The Siren was a good book. It’s the perfect choice to get you in the mood for the beach and it should be a pretty quick read. Have you read The Siren? Are you a Kiera Cass fan? 


The Night is Alive 

The Night is Alive

by Heather Graham

The Night Is Alive (Krewe of Hunters, #10)


It’s a city of beauty, history, hauntings. And one of the most haunted places in Savannah is a tavern called The Dragonslayer, built in the 1750s. The current owner, Gus Anderson, is a descendant of the original innkeeper and his pirate brother, Blue.

Gus summons his granddaughter, Abigail, home from Virginia, where she’s studying at the FBI Academy. When she arrives, she’s devastated to find him dead. Murdered. But Abby soon learns that Gus isn’t the only one to meet a brutal and untimely end; there’ve been at least two other victims. Then Captain Blue Anderson starts making ghostly appearances, and the FBI’s paranormal investigation unit, the Krewe of Hunters, sends in Agent Malachi Gordon.

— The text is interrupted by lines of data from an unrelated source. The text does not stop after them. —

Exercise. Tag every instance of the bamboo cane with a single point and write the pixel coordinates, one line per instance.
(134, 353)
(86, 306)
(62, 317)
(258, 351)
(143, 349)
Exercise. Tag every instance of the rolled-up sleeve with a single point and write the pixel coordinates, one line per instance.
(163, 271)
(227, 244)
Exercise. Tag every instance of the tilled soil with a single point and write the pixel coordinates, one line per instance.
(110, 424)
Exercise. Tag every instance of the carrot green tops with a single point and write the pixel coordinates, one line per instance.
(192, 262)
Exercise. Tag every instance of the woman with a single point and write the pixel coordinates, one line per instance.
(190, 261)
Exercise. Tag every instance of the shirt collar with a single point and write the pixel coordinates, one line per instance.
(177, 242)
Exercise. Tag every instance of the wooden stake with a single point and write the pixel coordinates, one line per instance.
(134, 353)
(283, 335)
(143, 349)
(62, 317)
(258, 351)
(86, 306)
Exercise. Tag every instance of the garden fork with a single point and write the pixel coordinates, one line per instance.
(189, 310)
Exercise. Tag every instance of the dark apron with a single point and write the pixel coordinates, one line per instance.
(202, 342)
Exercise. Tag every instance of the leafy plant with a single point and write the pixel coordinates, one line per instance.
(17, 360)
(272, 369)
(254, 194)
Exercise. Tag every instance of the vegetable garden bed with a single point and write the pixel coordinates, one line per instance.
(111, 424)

Abby and Malachi have a similar ability to connect with the dead and a similar stubbornness. Sparks immediately begin to fly; sparks of attraction and discord. But as the death toll rises, they have to trust each other or they, too, might find themselves among the dead haunting old Savannah!

I like Heather Graham. I enjoy her quirky female leads and how she smoothly integrates her paranormal characters in to her mysteries. But, I will not be reading any more of her Krewe of Hunters books. The Night is Alive is the second Krewe of Hunters novel reviewed on Sand Between the Pages.  You can check out Phantom Evil here.

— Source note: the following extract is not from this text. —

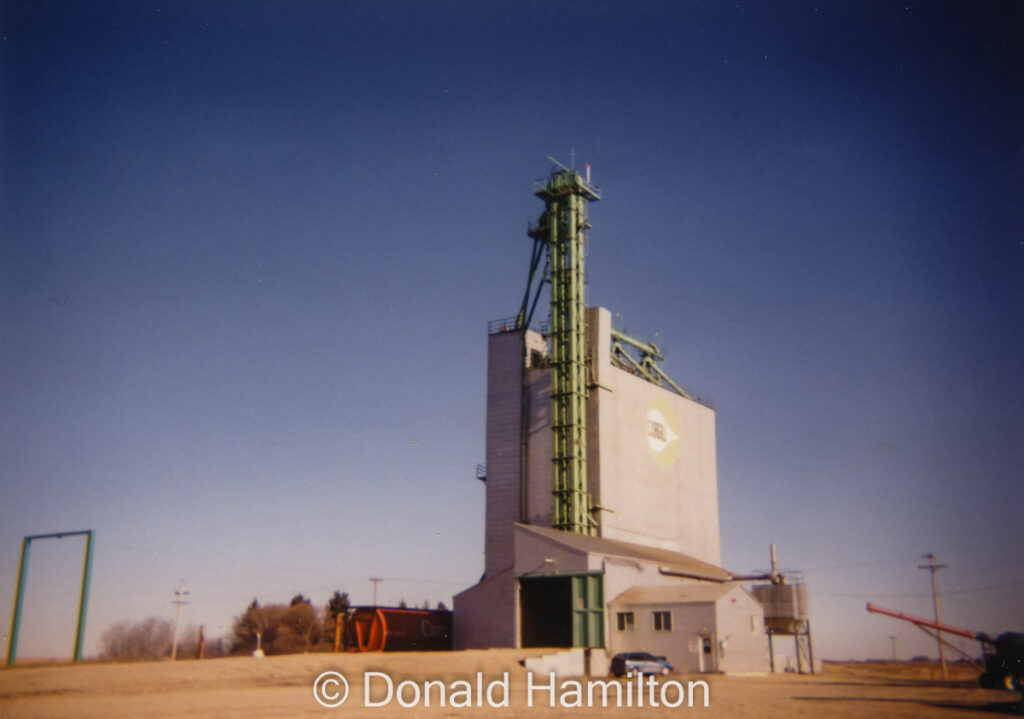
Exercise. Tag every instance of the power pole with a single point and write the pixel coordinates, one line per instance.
(179, 599)
(933, 567)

I grabbed the audio version of The Night is Alive, Krewe of Hunters #10,  from the local library, drawn in by the promise of Savannah history and pirate ghosts. I never say no to pirate ghosts y’all!  I just wish I actually liked The Night is Alive.

Let me start with the positive points. The Night is Alive delivered on Savannah history. The detailed passages of the city streets, the historic buildings, and underground tunnels had me ready to book a vacation. I had no problem feeling like I was exploring alongside Malachi and Abby. Graham also didn’t disappoint when it came to pirate lore. My husband and I are both big fans of pirate history and Blue’s scenes were definitely my favorite.

Now on to why I will not be reading any more Krewe of Hunters novels. I do not like the Krewe characters.  They are undeveloped, leaving them to read very two dimensional and forced.  I can’t get invested in their stories.  Abby is a new FBI agent driven to prove herself and we are constantly reminded of this fact by EVERYONE in the story.  She never actually acted like a trained FBI agent until she faced off with the killer so we definitely needed all those reminders, but it gets old fast.  Her relationship with Malachi didn’t feel remotely realistic.  They went from hating each other, to hooking up, to maybe dating, and then to discussing marriage in the course of three weeks.  ARE YOU KIDDING ME!? This is the second time insta-love has been a major plot device in my Krewe of Hunters reading.  No, just no.  Don’t worry, I didn’t give away any spoilers.  You know where Abby and Malachi’s relationship is going the minute they meet.  Here are some actual spoilers though, so avert your eyes if you must!  I do not like what Graham did with her serial killer.  She did everything she could to divert suspicion from this character so that the reveal would be all the more shocking.  No, it wasn’t shocking.  It was irritating and I was rightly pissed when I realized whodunit.  And then, THEN, she kills off the serial killer before explaining his motivations.  I know this happens in real life, but it just felt lazy coupled with the complete lack of character development throughout the entire story.  UHG!

Now don’t let this review deter you from Graham’s stand alone and Harrison Investigation novels.  I enjoy many of them and they are pretty well developed!  I just can’t get behind her Krewe of Hunters series.  Are you a Heather Graham fan?  What do you think of her new series?